Perpendicular(P) = 6cm

Base(B) = ?

By Pathagoras theorem

$\bigstar \: \sf\large{\underline{\boxed{\sf{(H)²=(P)²+(B)²}}} \: \bigstar}$

Substituting known values in the formula

$\sf\implies{(8)²=(6)²+(B)²}$

$\sf\implies{(B)²+(6)²=(8)²}$

$\sf\implies{(B)²=(8)²-(6)²}$

$\sf\implies{(B)²=64-36}$

$\sf\implies{(B)²=28}$

$\sf\implies{B= \sqrt{28}}$

$\sf\implies{B=2 \sqrt{7 \:}cm}$

Therefore, base of the right-angle ∆ is 2√7cm or 5.29cm(approx).

Answer 2

✰ Given :-

• Perpendicular = 6 cm
• Hypotenuse = 8 cm

✰ To Find :-

• The measure of the base

✰ Concept :-

In this question, we will use the concept of "Pythagoras Theorem" which states that square of Hypotenuse is equal to the sum of square of base and square of perpendicular, i.e.

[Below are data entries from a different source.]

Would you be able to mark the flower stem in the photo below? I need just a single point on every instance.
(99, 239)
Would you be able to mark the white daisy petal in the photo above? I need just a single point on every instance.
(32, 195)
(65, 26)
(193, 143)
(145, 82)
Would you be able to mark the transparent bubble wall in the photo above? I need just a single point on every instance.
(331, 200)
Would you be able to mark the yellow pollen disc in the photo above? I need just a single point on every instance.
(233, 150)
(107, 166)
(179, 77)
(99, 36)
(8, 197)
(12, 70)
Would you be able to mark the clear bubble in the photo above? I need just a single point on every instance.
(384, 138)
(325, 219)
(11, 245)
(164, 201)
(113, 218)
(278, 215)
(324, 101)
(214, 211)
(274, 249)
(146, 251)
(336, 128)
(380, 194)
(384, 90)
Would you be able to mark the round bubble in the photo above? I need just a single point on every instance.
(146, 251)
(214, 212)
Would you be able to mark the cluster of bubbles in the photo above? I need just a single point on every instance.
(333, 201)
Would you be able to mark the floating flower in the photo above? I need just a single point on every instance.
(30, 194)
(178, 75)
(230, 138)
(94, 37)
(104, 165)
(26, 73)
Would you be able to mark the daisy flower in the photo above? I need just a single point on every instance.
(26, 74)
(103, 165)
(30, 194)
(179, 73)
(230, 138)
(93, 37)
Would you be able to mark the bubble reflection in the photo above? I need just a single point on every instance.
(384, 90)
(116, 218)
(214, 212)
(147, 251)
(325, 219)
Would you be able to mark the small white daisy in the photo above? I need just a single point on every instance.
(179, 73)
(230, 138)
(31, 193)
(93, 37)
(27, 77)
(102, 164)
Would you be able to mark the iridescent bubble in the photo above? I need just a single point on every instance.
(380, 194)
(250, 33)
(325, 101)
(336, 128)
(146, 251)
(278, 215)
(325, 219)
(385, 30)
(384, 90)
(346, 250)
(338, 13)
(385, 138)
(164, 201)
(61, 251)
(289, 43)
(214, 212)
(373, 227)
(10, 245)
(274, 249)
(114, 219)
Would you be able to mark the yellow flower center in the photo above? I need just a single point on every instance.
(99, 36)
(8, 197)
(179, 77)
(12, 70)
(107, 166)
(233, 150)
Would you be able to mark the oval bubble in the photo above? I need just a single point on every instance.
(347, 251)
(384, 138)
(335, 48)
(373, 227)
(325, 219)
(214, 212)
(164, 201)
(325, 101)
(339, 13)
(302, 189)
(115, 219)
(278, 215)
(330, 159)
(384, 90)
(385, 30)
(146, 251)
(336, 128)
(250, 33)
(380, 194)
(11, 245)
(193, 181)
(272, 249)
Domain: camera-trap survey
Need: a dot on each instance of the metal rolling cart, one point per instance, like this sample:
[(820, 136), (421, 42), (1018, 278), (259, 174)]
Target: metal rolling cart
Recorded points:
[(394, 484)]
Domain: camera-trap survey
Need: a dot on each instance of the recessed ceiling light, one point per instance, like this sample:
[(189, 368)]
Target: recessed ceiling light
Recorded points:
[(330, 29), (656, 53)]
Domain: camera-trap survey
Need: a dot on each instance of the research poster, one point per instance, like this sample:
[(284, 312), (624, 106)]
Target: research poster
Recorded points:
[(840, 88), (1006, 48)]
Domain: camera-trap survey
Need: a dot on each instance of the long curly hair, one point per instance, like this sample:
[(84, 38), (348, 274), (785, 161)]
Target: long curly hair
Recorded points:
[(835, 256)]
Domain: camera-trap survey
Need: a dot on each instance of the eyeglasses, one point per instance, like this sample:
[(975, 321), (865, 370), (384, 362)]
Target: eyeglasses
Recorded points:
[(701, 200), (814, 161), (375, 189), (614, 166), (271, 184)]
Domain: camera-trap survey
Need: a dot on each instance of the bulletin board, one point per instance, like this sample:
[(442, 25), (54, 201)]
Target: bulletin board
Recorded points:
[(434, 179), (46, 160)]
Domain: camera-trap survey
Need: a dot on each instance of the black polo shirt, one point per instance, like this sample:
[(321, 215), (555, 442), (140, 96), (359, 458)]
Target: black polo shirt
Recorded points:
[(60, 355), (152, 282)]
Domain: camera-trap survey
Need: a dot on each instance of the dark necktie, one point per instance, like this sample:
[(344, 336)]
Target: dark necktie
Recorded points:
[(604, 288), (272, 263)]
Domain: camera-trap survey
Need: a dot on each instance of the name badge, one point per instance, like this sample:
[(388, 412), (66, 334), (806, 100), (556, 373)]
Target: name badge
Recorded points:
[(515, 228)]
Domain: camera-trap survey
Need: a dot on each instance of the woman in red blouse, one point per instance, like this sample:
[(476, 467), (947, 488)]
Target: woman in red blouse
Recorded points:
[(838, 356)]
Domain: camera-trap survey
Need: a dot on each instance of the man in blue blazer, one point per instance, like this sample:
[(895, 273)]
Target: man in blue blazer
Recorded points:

$\boxed{ \sf \: ✰ \: {hypotenuse}^{2} = {perpendicular}^{2} + {base}^{2} }$

Now, to get the required answer we can simply put the given values and solve it. So, let's do it! :D

✰ Solution :-

$\sf \leadsto \: {8}^{2} = {6}^{2} + {b}^{2} \: \: \: \: \: \\ \sf \leadsto \: {b} \: = \sqrt{64 - 36} \: \\ \sf \leadsto \: {b} = \sqrt{28} \: \: \: \: \: \: \: \: \: \: \: \: \\ \sf \leadsto \: b = 2 \sqrt{7} \: \: \: \: \: \: \: \: \: \: \: \:$

$\sf \therefore \: base \: = 2 \sqrt{7} \: or \: 5.29 \: cm \: approx$

Thanks :)